Search code examples
nlpentityspacy

How to merge entities in spaCy via rules


I want to use some of the entities in spaCy 3's en_core_web_lg, but replace some of what it labeled as 'ORG' as 'ANALYTIC', as it treats the 3 char codes I want to use such as 'P&L' and 'VaR' as organizations. The model has DATE entities, which I'm fine to preserve. I've read all the docs, and it seems like I should be able to use the EntityRuler, with the syntax below, but I'm not getting anywhere. I have been through the training 2-3x now, read all the Usage and API docs, and I just don't see any examples of working code. I get all sorts of different error messages like I need a decorator, or other. Lord, is it really that hard?

my code:

analytics = [
    [{'LOWER':'risk'}],
    [{'LOWER':'pnl'}],
    [{'LOWER':'p&l'}],
    [{'LOWER':'return'}],
    [{'LOWER':'returns'}]
]


matcher = Matcher(nlp.vocab)
matcher.add("ANALYTICS", analytics)

doc = nlp(text)

# Iterate over the matches
for match_id, start, end in matcher(doc):
    # Create a Span with the label for "ANALYTIC"
    span = Span(doc, start, end, label="ANALYTIC")

    # Overwrite the doc.ents and add the span
    doc.ents = list(doc.ents) + [span]

    # Get the span's root head token
    span_root_head = span.root.head
    # Print the text of the span root's head token and the span text
    print(span_root_head.text, "-->", span.text)

This of course crashes when my new 'ANALYTIC' entity span collides with the existing 'ORG' one. But I have no idea how to either merge these offline and put them back, or create my own custom pipeline using rules. This is the suggested text from the entity ruler.
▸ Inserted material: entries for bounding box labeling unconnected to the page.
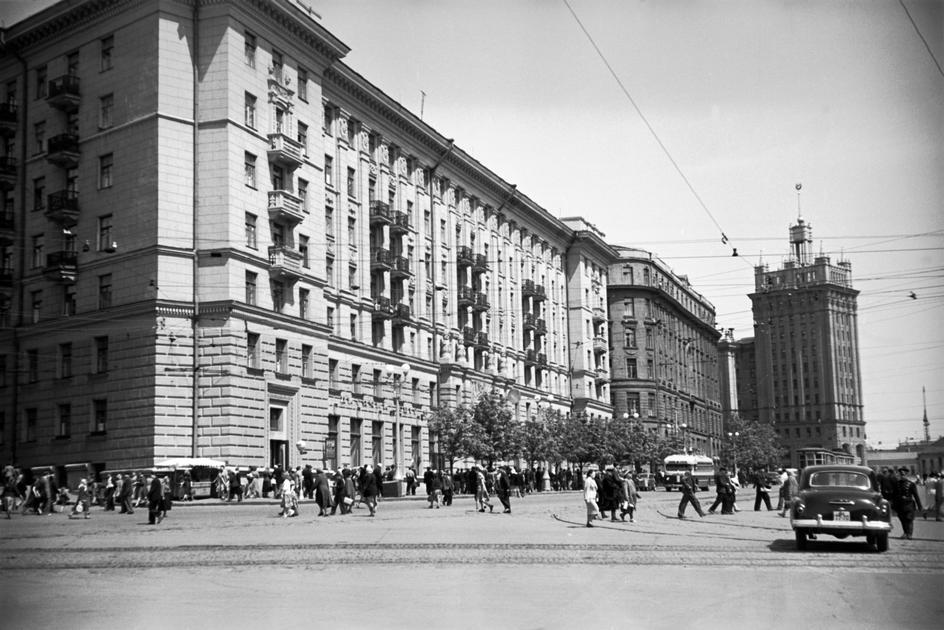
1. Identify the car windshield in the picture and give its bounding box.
[810,470,872,490]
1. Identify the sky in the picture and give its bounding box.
[0,0,944,448]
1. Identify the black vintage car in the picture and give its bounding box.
[790,464,892,551]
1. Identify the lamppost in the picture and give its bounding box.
[728,431,741,479]
[382,363,410,481]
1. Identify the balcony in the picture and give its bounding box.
[46,133,79,168]
[0,156,16,190]
[46,74,81,112]
[390,256,413,278]
[370,199,393,225]
[371,295,396,319]
[370,247,393,271]
[472,254,488,273]
[266,131,304,171]
[456,287,475,307]
[472,293,491,311]
[0,211,16,245]
[390,212,412,234]
[46,190,79,227]
[593,337,609,354]
[456,245,472,269]
[0,103,17,136]
[269,190,305,225]
[393,304,413,326]
[269,245,305,282]
[43,251,79,284]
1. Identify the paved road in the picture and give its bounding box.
[0,491,944,628]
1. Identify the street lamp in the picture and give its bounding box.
[382,363,410,481]
[728,431,741,479]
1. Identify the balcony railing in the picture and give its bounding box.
[269,245,305,281]
[267,131,305,170]
[46,190,79,227]
[46,74,81,112]
[370,199,393,225]
[456,245,472,268]
[46,133,79,168]
[269,190,305,224]
[370,247,393,271]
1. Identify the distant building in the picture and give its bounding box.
[750,217,866,466]
[607,247,724,456]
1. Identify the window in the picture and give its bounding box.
[33,121,46,154]
[59,343,72,378]
[298,289,311,319]
[94,337,108,374]
[298,177,308,213]
[33,177,46,211]
[56,403,72,438]
[246,333,259,369]
[26,350,39,383]
[92,398,108,435]
[36,66,47,100]
[275,339,288,374]
[302,344,312,378]
[298,68,308,103]
[298,235,311,269]
[243,92,256,129]
[347,167,357,199]
[243,31,256,68]
[98,273,111,309]
[98,94,115,129]
[98,214,115,252]
[99,35,115,72]
[298,122,308,157]
[246,212,257,249]
[246,271,258,306]
[30,234,46,269]
[272,280,285,312]
[98,153,115,188]
[243,151,256,188]
[30,291,43,324]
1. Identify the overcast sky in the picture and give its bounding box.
[0,0,944,447]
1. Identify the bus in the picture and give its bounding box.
[663,455,715,492]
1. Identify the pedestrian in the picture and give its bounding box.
[678,468,705,518]
[147,475,164,525]
[780,470,800,517]
[892,466,921,540]
[754,469,773,512]
[69,479,92,518]
[472,466,495,512]
[360,466,380,516]
[583,469,603,527]
[495,466,511,514]
[620,470,641,523]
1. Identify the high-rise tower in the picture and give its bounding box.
[750,216,866,466]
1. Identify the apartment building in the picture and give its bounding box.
[0,0,612,476]
[606,247,723,456]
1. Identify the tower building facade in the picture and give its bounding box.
[750,217,866,466]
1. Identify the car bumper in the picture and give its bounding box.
[790,518,892,532]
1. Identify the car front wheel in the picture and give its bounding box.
[794,529,806,551]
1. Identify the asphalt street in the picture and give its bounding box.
[0,490,944,628]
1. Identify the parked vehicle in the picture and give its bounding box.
[790,464,892,552]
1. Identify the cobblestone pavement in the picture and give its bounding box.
[0,491,944,628]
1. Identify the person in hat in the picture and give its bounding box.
[892,466,921,540]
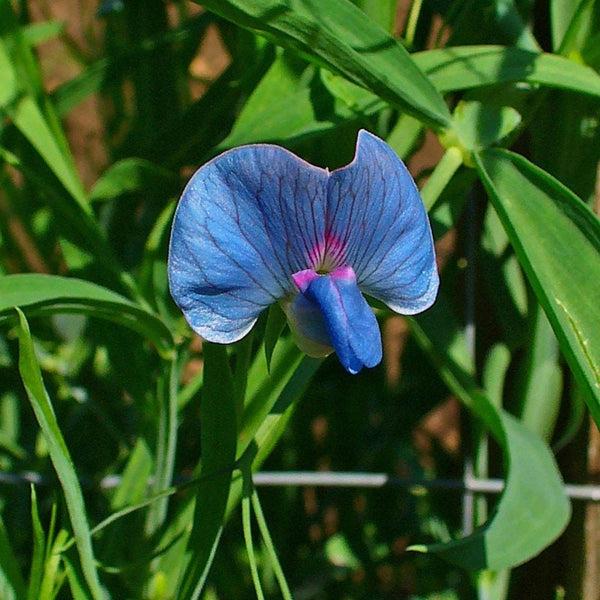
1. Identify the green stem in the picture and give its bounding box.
[252,490,293,600]
[421,146,463,212]
[242,494,265,600]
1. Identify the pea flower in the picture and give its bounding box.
[168,130,439,373]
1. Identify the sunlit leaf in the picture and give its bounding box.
[19,311,104,600]
[476,149,600,423]
[0,273,173,354]
[413,297,570,571]
[192,0,449,128]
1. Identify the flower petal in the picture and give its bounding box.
[287,267,382,374]
[169,144,328,343]
[326,131,439,314]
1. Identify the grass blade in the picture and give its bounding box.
[17,309,104,600]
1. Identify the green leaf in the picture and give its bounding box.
[443,101,521,161]
[193,0,450,128]
[90,158,179,202]
[412,46,600,96]
[0,273,173,356]
[177,342,237,600]
[475,149,600,424]
[17,309,104,600]
[27,485,46,600]
[0,517,25,600]
[412,296,570,571]
[0,0,91,215]
[219,53,352,149]
[316,45,600,126]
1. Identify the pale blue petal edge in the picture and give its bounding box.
[168,144,328,343]
[326,130,439,314]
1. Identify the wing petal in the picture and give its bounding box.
[168,144,328,343]
[326,130,439,314]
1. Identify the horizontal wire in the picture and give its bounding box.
[0,471,600,502]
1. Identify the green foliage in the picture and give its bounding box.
[0,0,600,600]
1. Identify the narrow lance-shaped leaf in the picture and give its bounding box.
[178,343,237,600]
[192,0,450,128]
[17,309,104,600]
[412,298,570,571]
[475,149,600,424]
[0,273,173,355]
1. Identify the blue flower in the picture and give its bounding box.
[169,131,439,373]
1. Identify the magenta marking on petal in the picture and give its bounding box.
[330,265,356,281]
[308,233,346,271]
[292,269,319,292]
No clue.

# Construction via add_pipe
ruler = nlp.add_pipe("entity_ruler")

# Construction from class
from spacy.pipeline import EntityRuler
ruler = EntityRuler(nlp, overwrite_ents=True)

Solution

  • So when you say it "crashes", what's happening is that you have conflicting spans. For doc.ents specifically, each token can only be in at most one span. In your case you can fix this by modifying this line:

    doc.ents = list(doc.ents) + [span]
    

    Here you've included both the old span (that you don't want) and the new span. If you get doc.ents without the old span this will work.

    There are also other ways to do this. Here I'll use a simplified example where you always want to change items of length 3, but you can modify this to use your list of specific words or something else.

    You can directly modify entity labels, like this:

    for ent in doc.ents:
        if len(ent.text) == 3:
            ent.label_ = "CHECK"
        print(ent.label_, ent, sep="\t")
    

    If you want to use the EntityRuler it would look like this:

    import spacy
    
    nlp = spacy.load("en_core_web_sm")
    
    ruler = nlp.add_pipe("entity_ruler", config={"overwrite_ents":True})
    
    patterns = [
            {"label": "ANALYTIC", "pattern": 
                [{"ENT_TYPE": "ORG", "LENGTH": 3}]}]
    
    ruler.add_patterns(patterns)
    
    text = "P&L reported amazing returns this year."
    
    doc = nlp(text)
    
    for ent in doc.ents:
        print(ent.label_, ent, sep="\t")
    

    One more thing - you don't say what version of spaCy you're using. I'm using spaCy v3 here. The way pipes are added changed a bit in v3.